Former Trump adviser Steve Bannon on Wednesday pleaded not guilty to criminal contempt charges stemming from his refusal to comply with a subpoena from the lawmakers investigating the deadly Jan. 6 Capitol riot.
The plea entry came two days after Bannon surrendered to federal authorities and was subsequently released without bail, subject to general supervision rules including handing over his passport.
Bannon, 67, was charged Friday in U.S. District Court in Washington, D.C., with two counts of contempt of Congress after defying House investigators’ demands to produce documents and sit for a deposition.
The House select committee is probing the facts and causes of the Jan. 6 invasion, when hundreds of former President Donald Trump’s supporters stormed the Capitol and temporarily halted the process of transferring power to President Joe Biden.

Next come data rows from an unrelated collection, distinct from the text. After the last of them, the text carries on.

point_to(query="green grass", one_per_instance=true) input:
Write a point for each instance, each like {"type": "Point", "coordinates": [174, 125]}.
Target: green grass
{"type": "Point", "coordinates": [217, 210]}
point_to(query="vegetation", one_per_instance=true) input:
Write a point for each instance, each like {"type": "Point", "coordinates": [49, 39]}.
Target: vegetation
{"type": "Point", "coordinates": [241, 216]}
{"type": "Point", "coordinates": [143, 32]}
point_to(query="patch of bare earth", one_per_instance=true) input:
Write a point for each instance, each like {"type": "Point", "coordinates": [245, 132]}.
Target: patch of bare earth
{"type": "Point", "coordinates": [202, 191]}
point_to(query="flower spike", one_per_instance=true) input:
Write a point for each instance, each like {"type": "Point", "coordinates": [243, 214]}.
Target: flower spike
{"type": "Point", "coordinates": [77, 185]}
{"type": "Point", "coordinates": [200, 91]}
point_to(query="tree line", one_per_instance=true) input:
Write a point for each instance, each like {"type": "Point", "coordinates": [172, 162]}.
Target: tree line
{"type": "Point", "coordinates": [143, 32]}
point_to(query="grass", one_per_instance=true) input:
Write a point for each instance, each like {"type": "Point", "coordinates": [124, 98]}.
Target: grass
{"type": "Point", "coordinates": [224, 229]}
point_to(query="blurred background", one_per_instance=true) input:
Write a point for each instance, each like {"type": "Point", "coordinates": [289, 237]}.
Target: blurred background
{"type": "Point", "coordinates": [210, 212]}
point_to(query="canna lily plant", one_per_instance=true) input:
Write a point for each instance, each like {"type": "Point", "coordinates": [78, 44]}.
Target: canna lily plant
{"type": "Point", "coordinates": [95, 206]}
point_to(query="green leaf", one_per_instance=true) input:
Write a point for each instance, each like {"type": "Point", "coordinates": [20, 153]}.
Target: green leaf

Before surrendering Monday morning, Bannon claimed he and his allies were “taking down the Biden regime.”
Each count of contempt of Congress is a misdemeanor punishable by up to one year in jail and a maximum fine of $100,000.
Bannon entered a plea of not guilty on both counts in the indictment, according to a signed court filing asking Judge Carl Nichols to waive a formal arraignment, which was scheduled as part of a hearing set for Thursday morning.
“He and we just felt there is no reason to make the Court go through the formality of an arraignment,” said David Schoen, Bannon’s lawyer, in an email to CNBC.
Bannon “has the indictment, has read it, and his plea is not guilty all as reflected in the pleading that was filed,” Schoen wrote, adding that the move would “help make the process more efficient.”
Bannon was a senior White House adviser during the first seven months of Trump’s single term in office. He was fired by Trump years before the 2020 presidential election and the Jan. 6 invasion.
But in October, Bannon’s lawyer told the House select committee that Bannon would not comply with its subpoena because Trump’s counsel had instructed him not to produce any documents or testimony “concerning privileged material.”
Committee Chairman Bennie Thompson, D-Miss., rejected the reference to executive privilege, the doctrine that allows some executive branch officials to keep some communications confidential, as an argument for noncompliance with a congressional subpoena.
Bannon in 2020 had been arrested on charges of allegedly misleading donors about a supposed effort to privately fund construction of a wall on the border with Mexico. Trump pardoned Bannon just before Biden took over as president.